Type & hit enter to search

und wieder eine U-Bahnfahrt, abends um 20 Uhr

Gibt es so etwas, wie eine Sperrstunde für behinderte Spasten, also degenerierte Gesichtsschnitzel? Werden die erst ab 20 Uhr in die Öffentlichkeit entlassen? Das würde zumindest den Ansturm in so manchem Club erklären. Für mich war es wiederum ein U-Bahn Erlebnis der ganz besonderen Art.
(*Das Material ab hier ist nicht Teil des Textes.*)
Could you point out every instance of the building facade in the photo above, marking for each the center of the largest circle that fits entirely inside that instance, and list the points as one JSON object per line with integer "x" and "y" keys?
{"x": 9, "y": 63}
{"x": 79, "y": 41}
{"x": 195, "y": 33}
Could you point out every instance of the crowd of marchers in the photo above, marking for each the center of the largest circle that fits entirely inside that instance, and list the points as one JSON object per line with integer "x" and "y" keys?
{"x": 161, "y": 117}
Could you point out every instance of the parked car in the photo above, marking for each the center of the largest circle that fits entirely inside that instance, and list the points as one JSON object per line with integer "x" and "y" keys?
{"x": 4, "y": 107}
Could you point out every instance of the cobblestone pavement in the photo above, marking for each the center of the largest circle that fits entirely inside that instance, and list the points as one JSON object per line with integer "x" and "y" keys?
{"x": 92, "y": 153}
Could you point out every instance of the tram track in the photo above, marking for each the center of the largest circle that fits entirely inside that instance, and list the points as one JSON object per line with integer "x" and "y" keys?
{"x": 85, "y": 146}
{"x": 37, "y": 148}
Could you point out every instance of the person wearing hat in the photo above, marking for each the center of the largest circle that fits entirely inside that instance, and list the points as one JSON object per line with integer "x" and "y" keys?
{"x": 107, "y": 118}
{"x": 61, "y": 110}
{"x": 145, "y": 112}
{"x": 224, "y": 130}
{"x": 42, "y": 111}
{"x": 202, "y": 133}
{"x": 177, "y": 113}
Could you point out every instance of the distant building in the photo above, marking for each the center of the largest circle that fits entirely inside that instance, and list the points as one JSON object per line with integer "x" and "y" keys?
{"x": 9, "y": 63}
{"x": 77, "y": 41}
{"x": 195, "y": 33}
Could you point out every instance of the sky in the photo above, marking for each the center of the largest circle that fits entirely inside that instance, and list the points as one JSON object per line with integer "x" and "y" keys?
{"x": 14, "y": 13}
Dieses Mal durfte ich mit zwei grölenden Gehirnamputierten bis nach Hause fahren. Sie machten zunächst unauffällig auf sich aufmerksam, indem sie sich teils durch spastische Lähmung, teils epileptischer Zuckung gegenseitig zu schlagen versuchten. Wie mir scheint nicht das erste Mal, leider wohl auch nicht das letzte Mal. Sie (das es eine Sie war, hat mich drei Minuten intensiver Beobachtung gekostet und beruht letztlich auf der Annahme, dass der Zopf wohl eher ein weibliches Accessoire ist) könnte man wohl in die Kategorie: zu dick geratene Amazone stecken. Ihr zerklüftetes Gesicht strahlte noch immer von der ausgeprägten Akne und wurde an Ekel nur durch ihre Fingernägel überboten, welche alle so aussahen, als hätte sie sie regelmäßig rektal eingeführt. Dass sie später daran knabberte, ist angesichts dieser Vermutung nicht sonderlich appetitlich. Er hingegen war gesegnet mit aerodynamisch nicht ganz windschnittigen Ohren, welche bei der vorherrschenden Kälte zwei Signalkellen bildeten. Sie rahmten auch vorzüglich den VokuHila ein, welchen er sichtlich mit Stolz trug. So wie es aussah, hat er ihn auch selbst mit verbundenen Augen geschnitten. Ebenso imponierend wie seine Erscheinung, war dann auch sein intellektuelles Vermögen, welches er durch lautes Zählen von verbleibenden Stationen zur Schau trug. Schwierigkeiten bis zur Acht bereitete ihm dann allerdings die ppfff…pppfff…pffffier. Auf die Frage, wo sie denn momentan überhaupt seien, antwortet sie ganz bohemien: „Keine Ahnung, irgendwas mit Mendelsohn-Barthdamschi (vom Schild abgelesen wohlbemerkt), oder irgend so einem Kanacken“. Jeder Pädagoge wäre von der mentalen Leistung dieser beiden beeindruckt.
Es sind solche Momente, die einem die persönliche Meinung zu Kastration oder Euthanasie überdenken lassen. Anders als in anderen naturwissenschaftlichen Gebieten, ergibt hier negativ und negativ eben kein positiv, sondern eher ein Harz-IV. Das einzige Positiv, das ich denen wünsche, ist HIV positiv. Vielleicht etwas hart ausgedrückt; ich gebe mich auch mit einer Geschlechtslepra für die beiden zufrieden.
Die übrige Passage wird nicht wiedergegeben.